Japan PM facing questions over political funding breach
[TOKYO] Japanese Prime Minister Shinzo Abe, who has already lost three ministers to political funding scandals, faced questions Tuesday over claims that a branch of his ruling party received illegal donations.
Mr Abe, who swept to power in late 2012 on a ticket to revive the economy, told parliament he "didn't know" that two firms had given money to the Liberal Democratic Party within a year of receiving government subsidies - a violation of strict political funding laws.
The comments followed reports Tuesday in the Tokyo Shimbun and conservative Sankei newspaper, which said the chemical companies gave a combined 620,000 yen ($5,200) to a local party office in Mr Abe's constituency in 2012 and 2013.
Before Mr Abe's comments, his chief spokesman Yoshihide Suga told reporters that the 60-year-old Abe "would study the issue and, after that, I believe he will deal with it properly".

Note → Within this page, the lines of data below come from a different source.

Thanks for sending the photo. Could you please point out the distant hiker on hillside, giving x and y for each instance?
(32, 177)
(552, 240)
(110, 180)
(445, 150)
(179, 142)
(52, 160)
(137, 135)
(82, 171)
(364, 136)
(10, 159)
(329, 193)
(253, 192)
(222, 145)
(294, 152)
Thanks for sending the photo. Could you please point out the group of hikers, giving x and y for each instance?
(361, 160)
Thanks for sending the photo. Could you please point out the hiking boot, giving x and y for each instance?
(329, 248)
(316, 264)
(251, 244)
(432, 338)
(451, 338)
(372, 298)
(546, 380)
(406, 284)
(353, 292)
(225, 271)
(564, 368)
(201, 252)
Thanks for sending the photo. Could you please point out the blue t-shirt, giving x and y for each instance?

Japan's political funding laws ban firms from making a donation within a year of being notified that they will receive public money. But the legislation also says politicians must know about the subsidies, which Mr Abe denies.
Last week the prime minister's farm minister Koya Nishikawa quit over accusations that he accepted illegal political funds, in a first blow to Mr Abe's new cabinet which took office in December.

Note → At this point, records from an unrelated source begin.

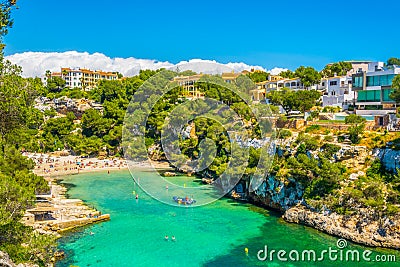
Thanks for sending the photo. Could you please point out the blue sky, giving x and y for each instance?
(267, 33)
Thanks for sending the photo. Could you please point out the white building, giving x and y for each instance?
(337, 91)
(83, 78)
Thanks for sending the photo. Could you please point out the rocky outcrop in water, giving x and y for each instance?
(358, 228)
(280, 195)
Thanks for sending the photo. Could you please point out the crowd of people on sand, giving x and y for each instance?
(63, 165)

Nishikawa has admitted receiving a one million yen donation from a company run by a sugar manufacturers' group months after the farm ministry decided to grant a 1.3 billion yen subsidy to the group.

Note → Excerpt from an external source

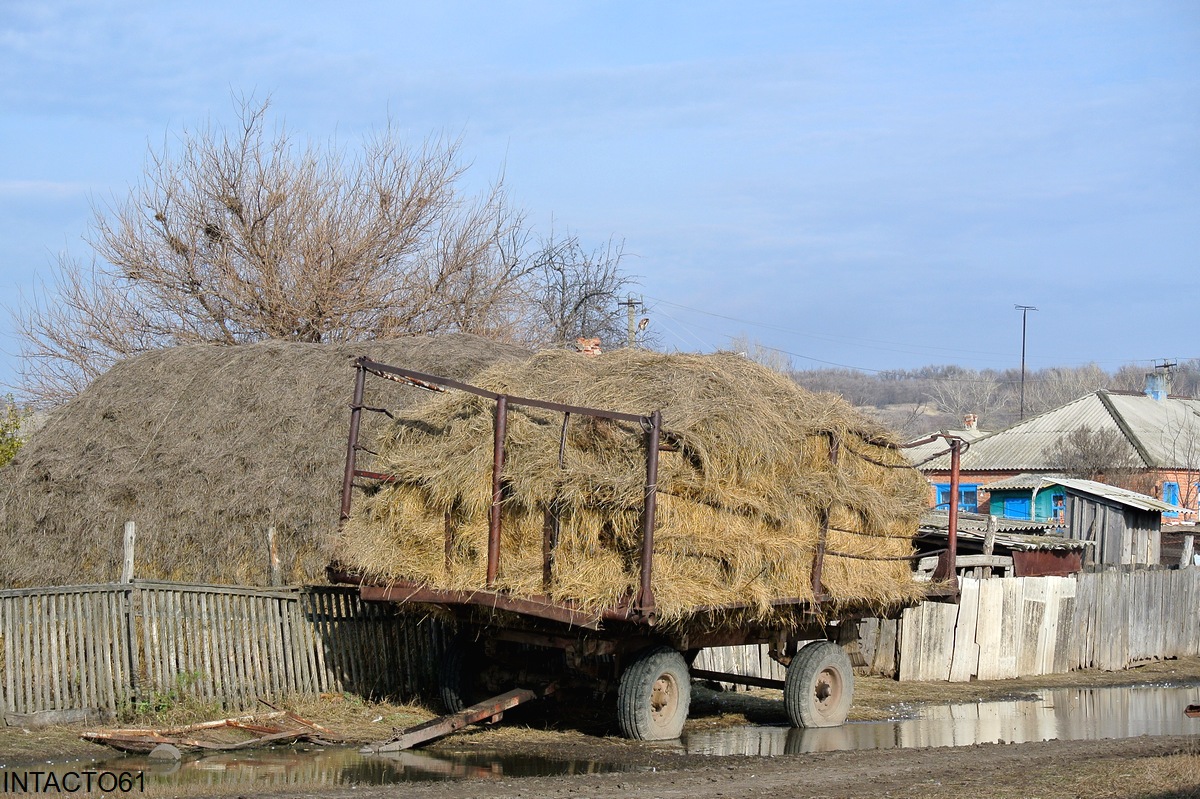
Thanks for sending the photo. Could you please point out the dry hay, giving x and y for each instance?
(741, 498)
(204, 446)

The donation was seen as particularly controversial since sugar is one of the most contentious items in negotiations over the Trans-Pacific Partnership, a 12-nation trade deal that includes the United States and Japan.
In Mr Abe's previous cabinet, two female ministers resigned last year over allegations that they had misspent money in what opponents insisted was an attempt to buy votes.
Money scandals are not uncommon in Japan, where pork barrel politics reigns and rules on spending tend to be slightly opaque - barring little except explicit bribery and vote-buying.